İzmir’in Konak ilçesine bağlı Göztepe semti, adını körfeze hâkim konumdaki bir tepeden alıyor. Yaklaşık 65 metre rakımlı bu yükselti, Osmanlı döneminde Rumlar tarafından “Aya Agapi” (Aziz Sevgi) adıyla anıldı. Tepe, zamanla yalnızca manzarasıyla değil, aynı zamanda barındırdığı efsaneler ve mimari kalıntılarla da ilgi odağı oldu.

Cumhuriyet’in ilanından sonra bölgeye yerleşen Türkler, tepeye “Göztepe” adını verdi. “Göz” ve “tepe” kelimelerinden türeyen bu yeni ad, zamanla halk arasında benimsendi ve resmiyet kazandı. 20. yüzyılın ilk yarısından itibaren tepenin adı resmi haritalarda da Göztepe olarak geçmeye başladı.

Susuz Dede efsanesi semtin manevi kimliğini oluşturuyor

Zamanla Aya Agapi ismi yerini halk arasında anlatılan Susuz Dede efsanesine bıraktı. Efsaneye göre bu tepede susuz kalan bir ermiş ya da asker vefat etti. O günden bu yana tepe, “Susuz Dede Tepesi” olarak da anılıyor.

Susuz Dede Tepesi’nin ortasında yer alan türbe ve yanındaki çeşme, halk tarafından ziyaret edilen bir inanç noktası hâline geldi. Cuma günleri tepeye gelenler dilek tutup, mezara su döküyor. Bu gelenek, tepenin manevî önemini her geçen yıl pekiştiriyor.

1980’li yıllarda sit alanı ilan edilen tepe, “Susuzdede Parkı” adıyla koruma altına alındı. Günümüzde hem ay yıldızlı bayrak hem de Göztepe Spor Kulübü’nün bayrağı tepenin zirvesinde dalgalanıyor.

Rumlar tarafından kurulan küçük bir yerleşim yeriydi

Susuz Dede Tepesi’nin geçmişi yalnızca Cumhuriyet dönemine değil, antik çağlara kadar uzanıyor.

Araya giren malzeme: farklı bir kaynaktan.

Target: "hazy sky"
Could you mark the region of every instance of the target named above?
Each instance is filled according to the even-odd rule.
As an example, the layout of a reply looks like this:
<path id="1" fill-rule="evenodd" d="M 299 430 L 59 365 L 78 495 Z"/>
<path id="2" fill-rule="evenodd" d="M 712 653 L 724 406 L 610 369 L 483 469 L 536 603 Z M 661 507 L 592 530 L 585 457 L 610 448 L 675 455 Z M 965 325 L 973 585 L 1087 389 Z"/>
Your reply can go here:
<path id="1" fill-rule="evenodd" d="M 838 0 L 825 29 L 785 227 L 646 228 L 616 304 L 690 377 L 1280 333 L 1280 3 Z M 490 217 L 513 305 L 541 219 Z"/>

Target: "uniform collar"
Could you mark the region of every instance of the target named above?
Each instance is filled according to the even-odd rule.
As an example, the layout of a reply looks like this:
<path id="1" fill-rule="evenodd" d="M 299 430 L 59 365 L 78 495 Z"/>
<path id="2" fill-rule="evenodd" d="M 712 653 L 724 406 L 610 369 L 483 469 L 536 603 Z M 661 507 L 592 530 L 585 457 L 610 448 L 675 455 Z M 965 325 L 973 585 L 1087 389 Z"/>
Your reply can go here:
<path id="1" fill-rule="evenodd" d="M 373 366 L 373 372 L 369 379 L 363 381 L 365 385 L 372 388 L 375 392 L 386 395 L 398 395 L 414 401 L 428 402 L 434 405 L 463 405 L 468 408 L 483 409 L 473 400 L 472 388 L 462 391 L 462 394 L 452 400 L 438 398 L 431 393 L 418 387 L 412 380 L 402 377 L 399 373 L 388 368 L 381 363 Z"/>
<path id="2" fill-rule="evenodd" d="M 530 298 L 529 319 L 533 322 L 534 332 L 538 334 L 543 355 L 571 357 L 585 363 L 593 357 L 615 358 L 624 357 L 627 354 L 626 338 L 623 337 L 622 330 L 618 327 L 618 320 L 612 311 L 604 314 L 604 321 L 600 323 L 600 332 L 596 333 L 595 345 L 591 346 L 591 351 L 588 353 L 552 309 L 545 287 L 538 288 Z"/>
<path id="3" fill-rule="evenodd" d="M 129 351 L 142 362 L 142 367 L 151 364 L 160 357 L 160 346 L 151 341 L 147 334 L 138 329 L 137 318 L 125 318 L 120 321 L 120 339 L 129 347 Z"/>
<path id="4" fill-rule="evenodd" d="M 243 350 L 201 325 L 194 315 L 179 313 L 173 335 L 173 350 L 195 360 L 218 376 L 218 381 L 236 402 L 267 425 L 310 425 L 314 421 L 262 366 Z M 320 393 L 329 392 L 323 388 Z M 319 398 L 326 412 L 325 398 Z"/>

Bölgede Helenistik döneme ait bir kilisenin kalıntılarının bulunmuş olabileceği belirtiliyor.

19. yüzyılın ikinci yarısında Göztepe, Rumlar tarafından kurulan küçük bir yerleşim yeri hâline geldi. Ardından Levanten ailelerin de bölgeye yerleşmesiyle semt çokkültürlü bir kimlik kazandı.

İzmir Valisi Mithat Paşa’nın 1870’lerde başlattığı sahil yolu projesiyle Karantina ve Göztepe kıyıları şehir merkezine karadan bağlandı. Bu altyapı yatırımı, semtin gelişimini hızlandırdı.

1885 yılında Göztepe, ayrı bir mahalle olarak tanımlandı. 1891’deki resmî nüfus verilerine göre bölgede çoğunluğu Rum ve Levanten olan 927 kişi yaşıyordu. 20. yüzyıl başlarında Türk nüfusun da artmasıyla Göztepe, kültürel olarak daha da çeşitlendi.

Cumhuriyet döneminde modernleşme süreci başladı

Cumhuriyet’in ilanıyla birlikte Göztepe hem nüfus hem de fizikî yapı bakımından dönüşüm yaşadı. Bu süreçte Göztepe, sayfiye özelliklerini korurken şehirleşmenin bir parçası hâline geldi. 1940’lı yıllarda bucak merkezi olarak tanımlanan semt, zamanla İzmir’in merkezî mahallelerinden biri oldu.

Semtteki Uşakizade Köşkü, 1922 yılında Mustafa Kemal Atatürk’ün konuk olduğu ve Latife Hanım’la evlendiği yer olarak tarihî bir önem taşıyor. Bu köşk, Göztepe’nin erken Cumhuriyet dönemindeki rolünü sembolize ediyor.